Public health agencies and non-governmental organisations (NGO) are making some progress in halting the spread of the disease but it’s ineffective to simply ask people to change their behaviours, when these are out of their control (in the case of drug addiction, for instance). We must look beyond traditional public health programs and consider innovative ways of containing the disease.
Engaging police officers, who have close contact with drug users and sex workers, in harm reduction programs is just one measure that could help make a difference in Asia, where five million people live with HIV.
One of the mainstays of Australia’s public health triumph in stopping the HIV epidemic among injecting drug users over the past 25 years has been police operational support for harm reduction programs: needle and syringe programs, methadone, outreach services and drop-in centres.
This is not a new or an unusual phenomenon – police have always been key players in the maintenance of public health. Enforcement of seat belt and motorcycle helmet laws being two very obvious examples of this relationship.
Where police have been allies and supporters in the fight against HIV, as in Australia, the fight has been hugely more effective. But this rarely occurs in the developing world and in some developed countries, including the United States.
Current role of police
Police in most of Southeast Asia engage with marginalised groups vulnerable to HIV, especially people who inject drugs (PWIDs), sex workers, men who have sex with men (MSM), migrants, prisoners and detainees, but most of this contact is adversarial. Its impact has been to further criminalise behaviour and marginalise vulnerable individuals from their communities.
Police are often faced with competing priorities. They’re encouraged to arrest drug users in an attempt to stop drug use – or, more commonly to meet arrest quotas or quieten community outcry – rather than support interventions to stop HIV transmission, overdose and other harms.
Not being health or social workers, police usually respond to the demand that’s most pressing and in accordance with their culture. So they arrest the drug user, sex worker, or other marginalised individual, who is then driven underground, away from programs to help them protect themselves and others from HIV.
The young Vietnamese or Cambodian police officer on the beat is, on the one hand, part of a community which is sick of drug use, crime, stand-over tactics, violence and improperly discarded needles and syringes. All of this is associated with drugs and all of it police are expected to solve.
Responding to the same pressures, the officer’s superior may have imposed an arrest quota on him. He knows the targets will be out in force – the drug users need to feed their addiction, and the sex workers need their trade to make a living – so they are easy targets.
More iniquitously, the policeman is systematically underpaid and knows he can supplement his income to a living wage by squeezing those he arrests. After all, everyone else is doing it; petty corruption is everywhere.
Working with police
Our team at the Law Enforcement and Harm Reduction Network at the Nossal Institute has been investigating programs to engage Australian police and public health experts to work with Southeast Asian police forces. Our aim has been to change police cultures so officers see marginalised communities vulnerable to HIV infection as needing protection and support.

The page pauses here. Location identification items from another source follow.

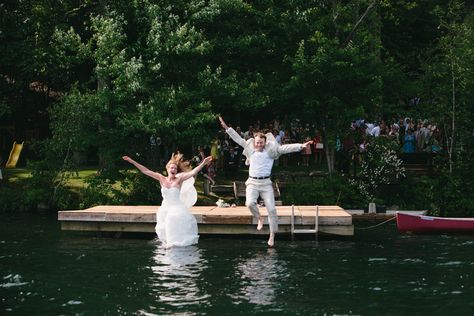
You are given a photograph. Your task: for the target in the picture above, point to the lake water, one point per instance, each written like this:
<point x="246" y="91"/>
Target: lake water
<point x="44" y="271"/>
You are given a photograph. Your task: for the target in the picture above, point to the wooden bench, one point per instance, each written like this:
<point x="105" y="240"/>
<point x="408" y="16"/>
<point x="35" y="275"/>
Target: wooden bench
<point x="239" y="191"/>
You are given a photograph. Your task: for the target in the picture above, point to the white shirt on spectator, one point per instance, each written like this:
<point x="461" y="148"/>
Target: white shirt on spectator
<point x="375" y="131"/>
<point x="260" y="164"/>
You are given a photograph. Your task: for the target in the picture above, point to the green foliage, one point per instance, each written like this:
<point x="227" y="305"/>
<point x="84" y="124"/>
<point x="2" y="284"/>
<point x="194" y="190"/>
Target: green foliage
<point x="323" y="191"/>
<point x="380" y="166"/>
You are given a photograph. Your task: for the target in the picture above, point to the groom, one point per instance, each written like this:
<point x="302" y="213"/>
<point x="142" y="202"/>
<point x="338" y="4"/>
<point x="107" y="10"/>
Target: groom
<point x="260" y="152"/>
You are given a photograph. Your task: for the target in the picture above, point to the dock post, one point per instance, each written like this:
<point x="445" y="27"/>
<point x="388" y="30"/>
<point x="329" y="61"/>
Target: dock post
<point x="292" y="221"/>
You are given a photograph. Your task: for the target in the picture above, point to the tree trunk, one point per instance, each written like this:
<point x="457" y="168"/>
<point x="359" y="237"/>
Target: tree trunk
<point x="453" y="96"/>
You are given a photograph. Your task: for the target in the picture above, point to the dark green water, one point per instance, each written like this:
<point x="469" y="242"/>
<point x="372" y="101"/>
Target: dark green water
<point x="44" y="271"/>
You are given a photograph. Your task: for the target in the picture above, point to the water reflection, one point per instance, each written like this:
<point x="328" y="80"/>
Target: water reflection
<point x="260" y="276"/>
<point x="175" y="276"/>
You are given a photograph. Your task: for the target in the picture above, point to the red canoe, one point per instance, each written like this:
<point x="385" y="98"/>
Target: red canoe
<point x="430" y="224"/>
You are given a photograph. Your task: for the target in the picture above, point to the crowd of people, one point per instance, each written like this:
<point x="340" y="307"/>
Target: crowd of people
<point x="412" y="136"/>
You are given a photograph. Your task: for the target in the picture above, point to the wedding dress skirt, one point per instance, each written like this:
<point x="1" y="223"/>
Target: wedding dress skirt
<point x="175" y="225"/>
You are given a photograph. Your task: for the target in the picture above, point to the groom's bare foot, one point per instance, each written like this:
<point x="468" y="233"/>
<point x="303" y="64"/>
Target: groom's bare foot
<point x="271" y="240"/>
<point x="260" y="223"/>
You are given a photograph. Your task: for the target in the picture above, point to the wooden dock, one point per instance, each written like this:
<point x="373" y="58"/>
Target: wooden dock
<point x="332" y="220"/>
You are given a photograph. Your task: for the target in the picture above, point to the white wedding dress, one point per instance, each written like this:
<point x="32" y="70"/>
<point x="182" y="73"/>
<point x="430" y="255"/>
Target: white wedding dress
<point x="175" y="225"/>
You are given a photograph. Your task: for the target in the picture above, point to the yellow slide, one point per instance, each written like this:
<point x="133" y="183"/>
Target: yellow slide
<point x="14" y="155"/>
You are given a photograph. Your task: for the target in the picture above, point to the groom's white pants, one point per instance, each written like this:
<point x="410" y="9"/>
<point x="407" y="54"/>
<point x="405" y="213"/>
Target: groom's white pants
<point x="264" y="189"/>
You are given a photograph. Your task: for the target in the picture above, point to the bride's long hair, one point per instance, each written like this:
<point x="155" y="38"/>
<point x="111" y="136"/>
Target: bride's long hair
<point x="178" y="160"/>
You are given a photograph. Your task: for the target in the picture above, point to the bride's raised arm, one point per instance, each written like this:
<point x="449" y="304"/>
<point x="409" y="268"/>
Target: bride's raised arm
<point x="155" y="175"/>
<point x="186" y="175"/>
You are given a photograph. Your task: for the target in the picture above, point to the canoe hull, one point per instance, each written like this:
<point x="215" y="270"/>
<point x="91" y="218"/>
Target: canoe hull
<point x="430" y="224"/>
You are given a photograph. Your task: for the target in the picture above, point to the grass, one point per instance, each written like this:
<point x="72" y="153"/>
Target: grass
<point x="77" y="181"/>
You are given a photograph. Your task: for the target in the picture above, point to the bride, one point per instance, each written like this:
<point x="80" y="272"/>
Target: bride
<point x="175" y="225"/>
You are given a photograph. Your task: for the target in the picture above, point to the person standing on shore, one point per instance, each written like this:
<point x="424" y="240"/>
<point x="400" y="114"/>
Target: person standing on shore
<point x="260" y="152"/>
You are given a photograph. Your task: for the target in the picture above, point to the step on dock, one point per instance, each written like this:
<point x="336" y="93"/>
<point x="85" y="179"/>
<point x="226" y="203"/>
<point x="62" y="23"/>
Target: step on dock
<point x="332" y="220"/>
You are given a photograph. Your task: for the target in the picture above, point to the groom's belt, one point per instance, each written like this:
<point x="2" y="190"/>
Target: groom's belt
<point x="259" y="178"/>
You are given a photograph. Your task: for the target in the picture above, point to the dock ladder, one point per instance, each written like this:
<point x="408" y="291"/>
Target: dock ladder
<point x="307" y="230"/>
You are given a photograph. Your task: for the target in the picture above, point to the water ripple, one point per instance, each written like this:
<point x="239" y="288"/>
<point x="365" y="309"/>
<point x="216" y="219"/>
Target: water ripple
<point x="12" y="281"/>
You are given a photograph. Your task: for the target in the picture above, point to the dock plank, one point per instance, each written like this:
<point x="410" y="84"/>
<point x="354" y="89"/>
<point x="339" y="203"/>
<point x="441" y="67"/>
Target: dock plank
<point x="210" y="219"/>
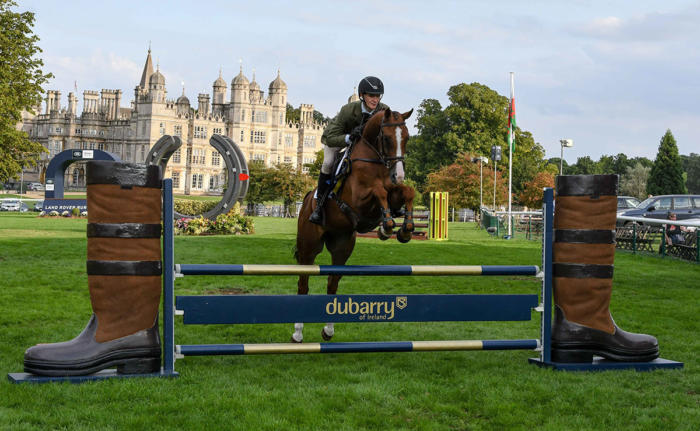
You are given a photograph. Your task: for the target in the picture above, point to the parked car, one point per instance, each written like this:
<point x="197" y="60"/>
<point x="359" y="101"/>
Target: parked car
<point x="657" y="207"/>
<point x="10" y="205"/>
<point x="625" y="203"/>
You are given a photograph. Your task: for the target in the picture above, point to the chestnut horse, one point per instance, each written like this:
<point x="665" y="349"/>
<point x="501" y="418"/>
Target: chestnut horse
<point x="372" y="191"/>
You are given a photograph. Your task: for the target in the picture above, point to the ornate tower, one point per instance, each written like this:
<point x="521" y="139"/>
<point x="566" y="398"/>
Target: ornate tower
<point x="156" y="87"/>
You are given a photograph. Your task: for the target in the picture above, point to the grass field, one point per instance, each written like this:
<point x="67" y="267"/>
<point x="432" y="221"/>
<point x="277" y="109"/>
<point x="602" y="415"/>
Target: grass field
<point x="44" y="298"/>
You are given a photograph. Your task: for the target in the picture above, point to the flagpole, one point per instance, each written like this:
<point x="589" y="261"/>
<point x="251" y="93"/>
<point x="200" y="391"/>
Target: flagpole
<point x="511" y="138"/>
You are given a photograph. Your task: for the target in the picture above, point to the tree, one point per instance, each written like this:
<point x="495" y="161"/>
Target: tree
<point x="21" y="79"/>
<point x="288" y="184"/>
<point x="584" y="166"/>
<point x="461" y="179"/>
<point x="666" y="176"/>
<point x="474" y="121"/>
<point x="634" y="181"/>
<point x="532" y="194"/>
<point x="315" y="167"/>
<point x="292" y="114"/>
<point x="691" y="165"/>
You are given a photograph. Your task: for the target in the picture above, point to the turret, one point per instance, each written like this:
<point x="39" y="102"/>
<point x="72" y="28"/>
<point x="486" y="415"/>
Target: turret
<point x="278" y="91"/>
<point x="239" y="88"/>
<point x="156" y="86"/>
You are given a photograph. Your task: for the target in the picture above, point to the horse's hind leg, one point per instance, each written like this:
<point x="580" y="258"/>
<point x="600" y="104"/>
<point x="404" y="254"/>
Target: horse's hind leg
<point x="340" y="246"/>
<point x="309" y="245"/>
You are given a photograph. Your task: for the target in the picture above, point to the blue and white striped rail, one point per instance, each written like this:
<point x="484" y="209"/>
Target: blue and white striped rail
<point x="372" y="270"/>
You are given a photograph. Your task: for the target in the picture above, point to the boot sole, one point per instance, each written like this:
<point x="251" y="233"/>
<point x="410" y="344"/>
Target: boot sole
<point x="585" y="355"/>
<point x="131" y="362"/>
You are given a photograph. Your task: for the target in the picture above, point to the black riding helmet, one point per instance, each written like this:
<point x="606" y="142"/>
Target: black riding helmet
<point x="370" y="85"/>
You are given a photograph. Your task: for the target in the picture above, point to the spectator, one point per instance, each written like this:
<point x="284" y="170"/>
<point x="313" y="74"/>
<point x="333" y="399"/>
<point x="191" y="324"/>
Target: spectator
<point x="674" y="233"/>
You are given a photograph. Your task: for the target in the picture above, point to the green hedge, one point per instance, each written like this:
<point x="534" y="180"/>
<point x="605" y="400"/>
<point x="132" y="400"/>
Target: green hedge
<point x="192" y="207"/>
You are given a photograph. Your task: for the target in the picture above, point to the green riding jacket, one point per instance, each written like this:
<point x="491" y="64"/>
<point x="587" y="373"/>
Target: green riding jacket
<point x="349" y="117"/>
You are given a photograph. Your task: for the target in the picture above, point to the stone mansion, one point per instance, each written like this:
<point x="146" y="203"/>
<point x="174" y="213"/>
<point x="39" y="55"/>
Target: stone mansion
<point x="257" y="124"/>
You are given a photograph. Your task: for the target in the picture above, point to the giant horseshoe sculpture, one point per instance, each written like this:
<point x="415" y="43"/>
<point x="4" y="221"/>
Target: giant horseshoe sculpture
<point x="236" y="168"/>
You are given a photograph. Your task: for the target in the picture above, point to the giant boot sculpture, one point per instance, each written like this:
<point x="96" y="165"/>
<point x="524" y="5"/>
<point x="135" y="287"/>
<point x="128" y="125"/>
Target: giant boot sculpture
<point x="124" y="276"/>
<point x="583" y="255"/>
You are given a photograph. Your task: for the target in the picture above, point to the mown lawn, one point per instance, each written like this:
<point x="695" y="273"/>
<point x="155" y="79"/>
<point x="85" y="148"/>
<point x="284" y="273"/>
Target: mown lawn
<point x="44" y="298"/>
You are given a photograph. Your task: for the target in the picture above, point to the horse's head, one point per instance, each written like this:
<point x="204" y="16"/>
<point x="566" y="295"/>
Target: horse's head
<point x="387" y="133"/>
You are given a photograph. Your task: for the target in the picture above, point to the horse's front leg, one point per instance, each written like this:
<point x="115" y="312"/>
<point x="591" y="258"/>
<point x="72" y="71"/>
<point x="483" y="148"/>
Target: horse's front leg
<point x="340" y="246"/>
<point x="387" y="223"/>
<point x="403" y="195"/>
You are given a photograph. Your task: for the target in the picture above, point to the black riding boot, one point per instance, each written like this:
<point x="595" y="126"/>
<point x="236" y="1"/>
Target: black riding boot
<point x="324" y="186"/>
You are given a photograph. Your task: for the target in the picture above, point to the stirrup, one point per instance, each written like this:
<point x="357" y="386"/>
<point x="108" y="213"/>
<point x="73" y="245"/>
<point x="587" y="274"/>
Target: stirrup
<point x="316" y="217"/>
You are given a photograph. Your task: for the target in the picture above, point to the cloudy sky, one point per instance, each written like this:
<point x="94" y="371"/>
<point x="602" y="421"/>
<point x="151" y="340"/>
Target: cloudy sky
<point x="612" y="76"/>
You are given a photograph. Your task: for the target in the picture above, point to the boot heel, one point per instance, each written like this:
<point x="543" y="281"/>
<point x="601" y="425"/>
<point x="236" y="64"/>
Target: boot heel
<point x="572" y="356"/>
<point x="139" y="366"/>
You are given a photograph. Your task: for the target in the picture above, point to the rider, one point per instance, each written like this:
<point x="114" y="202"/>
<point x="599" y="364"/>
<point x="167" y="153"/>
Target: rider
<point x="345" y="129"/>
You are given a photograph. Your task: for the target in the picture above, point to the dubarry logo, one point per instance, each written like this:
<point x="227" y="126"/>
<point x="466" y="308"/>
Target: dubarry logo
<point x="401" y="302"/>
<point x="367" y="310"/>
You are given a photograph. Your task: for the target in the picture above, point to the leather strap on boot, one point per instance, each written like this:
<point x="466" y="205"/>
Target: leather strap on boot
<point x="124" y="255"/>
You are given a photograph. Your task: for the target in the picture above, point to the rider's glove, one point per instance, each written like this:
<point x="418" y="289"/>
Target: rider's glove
<point x="356" y="133"/>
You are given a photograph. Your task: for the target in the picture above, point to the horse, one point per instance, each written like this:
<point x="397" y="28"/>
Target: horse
<point x="372" y="191"/>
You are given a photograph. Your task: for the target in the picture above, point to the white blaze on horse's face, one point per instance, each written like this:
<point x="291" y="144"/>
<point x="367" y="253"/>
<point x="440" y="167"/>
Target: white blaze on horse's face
<point x="399" y="174"/>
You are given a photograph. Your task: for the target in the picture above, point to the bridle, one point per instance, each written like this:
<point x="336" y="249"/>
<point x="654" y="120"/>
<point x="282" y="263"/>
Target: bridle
<point x="378" y="148"/>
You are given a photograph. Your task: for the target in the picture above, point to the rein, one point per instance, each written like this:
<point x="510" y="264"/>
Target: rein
<point x="378" y="148"/>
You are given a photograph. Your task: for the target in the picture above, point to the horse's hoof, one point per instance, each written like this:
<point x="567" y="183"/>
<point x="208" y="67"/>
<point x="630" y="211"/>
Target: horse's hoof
<point x="382" y="235"/>
<point x="403" y="236"/>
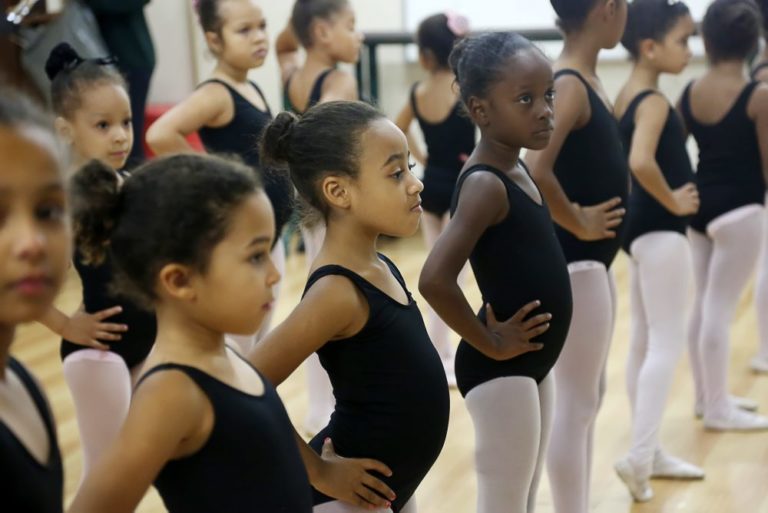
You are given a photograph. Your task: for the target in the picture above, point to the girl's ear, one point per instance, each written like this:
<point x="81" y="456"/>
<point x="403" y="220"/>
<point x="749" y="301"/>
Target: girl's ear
<point x="335" y="191"/>
<point x="175" y="281"/>
<point x="214" y="42"/>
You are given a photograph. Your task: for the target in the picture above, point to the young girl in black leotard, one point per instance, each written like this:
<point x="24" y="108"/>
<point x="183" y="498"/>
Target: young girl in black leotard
<point x="351" y="164"/>
<point x="760" y="362"/>
<point x="191" y="236"/>
<point x="663" y="196"/>
<point x="34" y="250"/>
<point x="107" y="339"/>
<point x="450" y="138"/>
<point x="326" y="30"/>
<point x="727" y="114"/>
<point x="584" y="176"/>
<point x="502" y="225"/>
<point x="228" y="110"/>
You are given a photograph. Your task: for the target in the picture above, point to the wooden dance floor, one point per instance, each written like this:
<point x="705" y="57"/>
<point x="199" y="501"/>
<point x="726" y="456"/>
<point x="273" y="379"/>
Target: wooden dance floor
<point x="736" y="464"/>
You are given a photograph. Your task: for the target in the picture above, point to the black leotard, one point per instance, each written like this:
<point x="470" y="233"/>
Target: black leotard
<point x="757" y="69"/>
<point x="250" y="461"/>
<point x="314" y="95"/>
<point x="26" y="485"/>
<point x="240" y="137"/>
<point x="729" y="173"/>
<point x="517" y="261"/>
<point x="646" y="214"/>
<point x="391" y="393"/>
<point x="449" y="143"/>
<point x="592" y="168"/>
<point x="136" y="343"/>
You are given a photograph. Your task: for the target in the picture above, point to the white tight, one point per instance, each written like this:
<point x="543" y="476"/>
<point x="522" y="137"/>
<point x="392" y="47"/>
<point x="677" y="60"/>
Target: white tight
<point x="660" y="273"/>
<point x="761" y="292"/>
<point x="580" y="385"/>
<point x="319" y="391"/>
<point x="512" y="418"/>
<point x="245" y="342"/>
<point x="432" y="226"/>
<point x="100" y="384"/>
<point x="723" y="261"/>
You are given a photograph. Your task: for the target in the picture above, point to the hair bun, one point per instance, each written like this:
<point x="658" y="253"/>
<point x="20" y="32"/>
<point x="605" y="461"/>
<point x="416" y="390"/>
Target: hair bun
<point x="277" y="139"/>
<point x="96" y="205"/>
<point x="567" y="9"/>
<point x="62" y="57"/>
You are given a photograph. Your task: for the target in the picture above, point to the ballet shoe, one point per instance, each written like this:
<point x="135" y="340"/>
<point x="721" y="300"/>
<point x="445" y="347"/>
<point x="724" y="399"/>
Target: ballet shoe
<point x="737" y="420"/>
<point x="639" y="487"/>
<point x="759" y="364"/>
<point x="666" y="466"/>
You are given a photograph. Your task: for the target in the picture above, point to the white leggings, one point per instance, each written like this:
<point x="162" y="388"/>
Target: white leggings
<point x="661" y="276"/>
<point x="432" y="226"/>
<point x="512" y="418"/>
<point x="723" y="261"/>
<point x="761" y="292"/>
<point x="319" y="391"/>
<point x="100" y="384"/>
<point x="580" y="385"/>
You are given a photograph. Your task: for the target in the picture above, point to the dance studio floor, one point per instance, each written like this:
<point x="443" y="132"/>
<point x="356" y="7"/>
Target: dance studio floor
<point x="736" y="464"/>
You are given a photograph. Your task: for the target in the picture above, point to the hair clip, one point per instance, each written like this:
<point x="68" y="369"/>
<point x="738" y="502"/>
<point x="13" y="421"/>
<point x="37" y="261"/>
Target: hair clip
<point x="457" y="23"/>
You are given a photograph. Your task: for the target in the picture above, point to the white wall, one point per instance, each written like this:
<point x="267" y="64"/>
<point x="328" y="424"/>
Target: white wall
<point x="183" y="61"/>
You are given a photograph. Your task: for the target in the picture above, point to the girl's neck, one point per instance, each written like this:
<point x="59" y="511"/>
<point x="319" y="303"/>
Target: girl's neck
<point x="318" y="58"/>
<point x="225" y="70"/>
<point x="763" y="55"/>
<point x="580" y="52"/>
<point x="645" y="76"/>
<point x="496" y="154"/>
<point x="180" y="336"/>
<point x="6" y="338"/>
<point x="728" y="69"/>
<point x="347" y="239"/>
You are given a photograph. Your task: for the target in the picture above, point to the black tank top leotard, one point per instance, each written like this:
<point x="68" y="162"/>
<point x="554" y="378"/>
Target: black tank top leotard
<point x="517" y="261"/>
<point x="314" y="95"/>
<point x="757" y="69"/>
<point x="241" y="137"/>
<point x="26" y="485"/>
<point x="391" y="393"/>
<point x="250" y="461"/>
<point x="592" y="168"/>
<point x="645" y="213"/>
<point x="729" y="173"/>
<point x="449" y="143"/>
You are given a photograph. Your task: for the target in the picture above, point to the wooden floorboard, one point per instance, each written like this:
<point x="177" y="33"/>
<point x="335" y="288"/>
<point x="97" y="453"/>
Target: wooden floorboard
<point x="736" y="464"/>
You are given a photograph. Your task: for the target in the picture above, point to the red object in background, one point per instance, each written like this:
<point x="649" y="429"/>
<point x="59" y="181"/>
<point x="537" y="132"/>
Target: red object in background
<point x="155" y="111"/>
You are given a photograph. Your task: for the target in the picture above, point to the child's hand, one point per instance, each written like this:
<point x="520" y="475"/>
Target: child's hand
<point x="87" y="329"/>
<point x="516" y="333"/>
<point x="686" y="200"/>
<point x="348" y="480"/>
<point x="598" y="221"/>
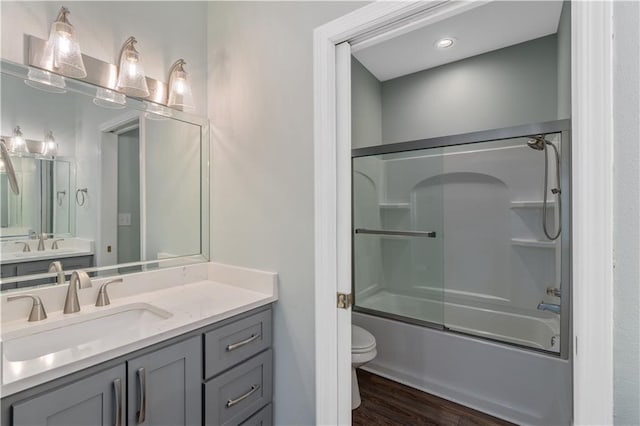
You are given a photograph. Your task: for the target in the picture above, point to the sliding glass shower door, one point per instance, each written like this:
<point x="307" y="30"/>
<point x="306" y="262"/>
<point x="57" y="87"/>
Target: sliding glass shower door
<point x="398" y="236"/>
<point x="470" y="236"/>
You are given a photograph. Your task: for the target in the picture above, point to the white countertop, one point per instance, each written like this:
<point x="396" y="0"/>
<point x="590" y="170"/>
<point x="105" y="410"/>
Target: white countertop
<point x="200" y="295"/>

As with any other group, the most effective way of doing this is peer education. In these partnerships, Australian police assist their Southeast Asian colleagues to devise ways to achieve local policing goals more effectively, while at the same time protecting the whole community.
Rather than go after drug users and sex workers, the program educates local officers about effective ways to go after drug distributers and human traffickers. With evidence-based policing, officers learn to break the cycle of low-level arrests and target the criminals who grow fat from the drug and sex trades.
Other police-community liaison programs exploring broader roles and partnerships for police, such as drug diversion programs, neighbourhood justice centres and drug courts, are also being trialled in Southeast Asia.
But some barriers remain, such as ensuring police wages are high enough that officers don’t have to be part of a culture of corruption. There is also demand for welfare, drug treatment and mental health care that is far from being met.
It’s too early to say how much of an impact these programs are having on changing the culture of police interactions in Southeast Asia. But police chiefs are beginning to acknowledge that their officers have a role in protecting life and curtailing HIV, as well as helping to divert drug users into the treatment system.